For a second time in less than a year, regulators in California moved on Thursday to roll back the compensation that homeowners receive from utilities for the excess electricity their rooftop solar panels send to the electric grid — payments that power companies and some consumer groups have argued hurt poor and low-income households.

The new proposal from the California Public Utilities Commission would cut the benefit for almost all new rooftop solar customers by about 75 percent starting in April. Under current rules, households that send excess power to the grid receive credits on their utility bills that are equivalent to retail electricity rates. The system of credits is known as net energy metering.

The measure, which will be subject to public comment before the commission’s five members vote on it, would also limit solar systems to 150 percent of a building’s electricity load.

Regulators in other states are closely watching how California changes its net metering program. Utilities and solar energy companies have been fighting over energy credits in numerous states. Billions of dollars in investment and revenue are potentially at stake. More generous credits typically encourage people to buy solar panels but can cut into the profits of utilities.

California leads the nation by far in the use of rooftop solar, with about 1.5 million such installations. The utilities commission estimates that those systems have the collective capacity to generate 12 gigawatts of electricity, or the equivalent of 12 nuclear power plants.

In a statement, the commission said the new proposal would make net metering more equitable. Average residential customers of Pacific Gas and Electric, Southern California Edison and San Diego Gas & Electric who install solar panels would save $100 a month on their electricity bill, and average residential customers installing solar paired with battery storage would save at least $136 a month, the commission stated.

As a result of those savings, it said, the average household that installs a new solar or solar and battery system would be able to fully pay off the system in nine years or less.

Compensation would not change for homeowners who already had rooftop solar panels, for at least 20 years from when their system was installed.

As rooftop solar systems have spread over the last decade, the utility industry has criticized use of the technology and called net metering an unjust subsidy. Utilities argue that rooftop solar homes that greatly reduce or zero out their monthly electric bills are effectively forcing households without panels to bear more of the cost of maintaining the electric grid.

But the solar industry has argued that net metering is needed to encourage use of rooftop solar and reduce the emissions responsible for climate change.

“If passed as is, the C.P.U.C.’s proposal would protect utility monopolies and boost their profits, while making solar less affordable and delaying the goal of 100 percent clean energy,” said Bernadette Del Chiaro, executive director of the California Solar and Storage Association.

The commission said in response that utilities do not make money from the sale of electricity. Rooftop solar, though, can help reduce the need to build some utility equipment, cutting into the profit that power companies earn from the equipment.

Although the latest proposal would drastically reduce the value of solar energy credits, a nonprofit organization that is funded by California’s utilities, Affordable Clean Energy for All, said it did not go far enough.

“It is extremely disappointing that under this proposal, low-income families and all customers without solar will continue to pay a hidden tax on their electricity bills to subsidize rooftop solar for mostly wealthier Californians,” said Kathy Fairbanks, a spokeswoman for the group.

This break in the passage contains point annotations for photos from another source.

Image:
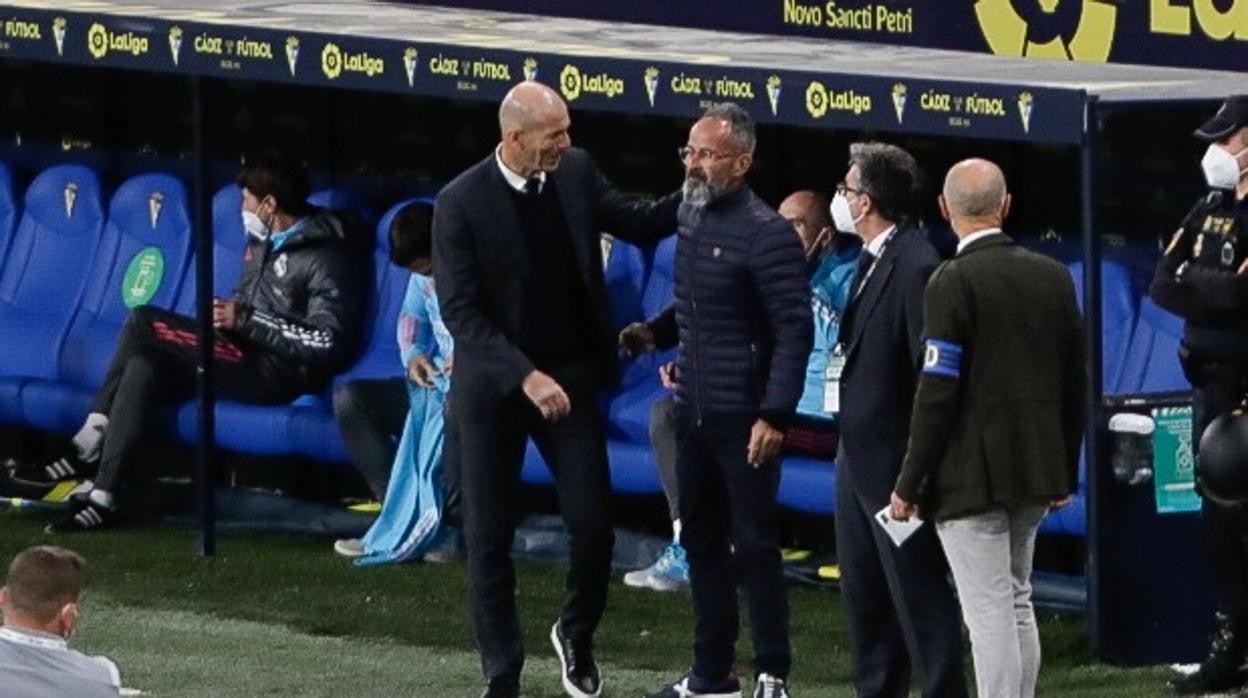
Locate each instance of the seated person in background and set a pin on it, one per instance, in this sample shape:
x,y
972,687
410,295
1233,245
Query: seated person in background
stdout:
x,y
375,412
831,260
292,322
40,606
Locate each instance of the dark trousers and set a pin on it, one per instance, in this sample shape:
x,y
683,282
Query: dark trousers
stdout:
x,y
492,440
371,415
1218,388
730,532
156,362
902,612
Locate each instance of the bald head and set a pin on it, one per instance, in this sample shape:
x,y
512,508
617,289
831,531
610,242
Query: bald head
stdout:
x,y
528,105
809,215
975,195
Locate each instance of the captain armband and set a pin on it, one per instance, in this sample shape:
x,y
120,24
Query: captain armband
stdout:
x,y
942,358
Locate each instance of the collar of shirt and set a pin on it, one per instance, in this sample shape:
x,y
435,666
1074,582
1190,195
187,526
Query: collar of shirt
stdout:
x,y
879,241
514,180
33,638
976,235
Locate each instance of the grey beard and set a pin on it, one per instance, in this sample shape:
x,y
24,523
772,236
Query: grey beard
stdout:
x,y
699,192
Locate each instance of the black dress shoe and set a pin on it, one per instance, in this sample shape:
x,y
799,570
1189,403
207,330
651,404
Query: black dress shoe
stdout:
x,y
579,674
1222,669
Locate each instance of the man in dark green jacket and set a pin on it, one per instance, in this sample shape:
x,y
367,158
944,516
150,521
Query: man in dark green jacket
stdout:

Early this year, the commission put aside a December proposal to change net metering after the solar industry and homeowners said it would greatly reduce the use of rooftop solar panels in the state. That proposal would have also imposed new monthly fees on the utility bills of rooftop solar homes, a provision that is not in the proposal introduced on Thursday.

Utility companies and their allies, which on this issue have included the Utility Reform Network and the Natural Resources Defense Council, strongly endorsed the first proposal.

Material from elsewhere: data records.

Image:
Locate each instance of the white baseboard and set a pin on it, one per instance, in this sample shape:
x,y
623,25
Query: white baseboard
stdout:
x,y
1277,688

Months after that proposal was scrapped, President Biden signed the Inflation Reduction Act in August, giving both the solar industry and utilities more government support.

The law, along with an earlier bipartisan infrastructure law, offers hundreds of billions of dollars in incentives to energy companies to build large power plants, solar and wind farms, and transmission lines. The Inflation Reduction Act also expands and extends federal tax credits for individuals to buy rooftop solar systems, home batteries and electric cars.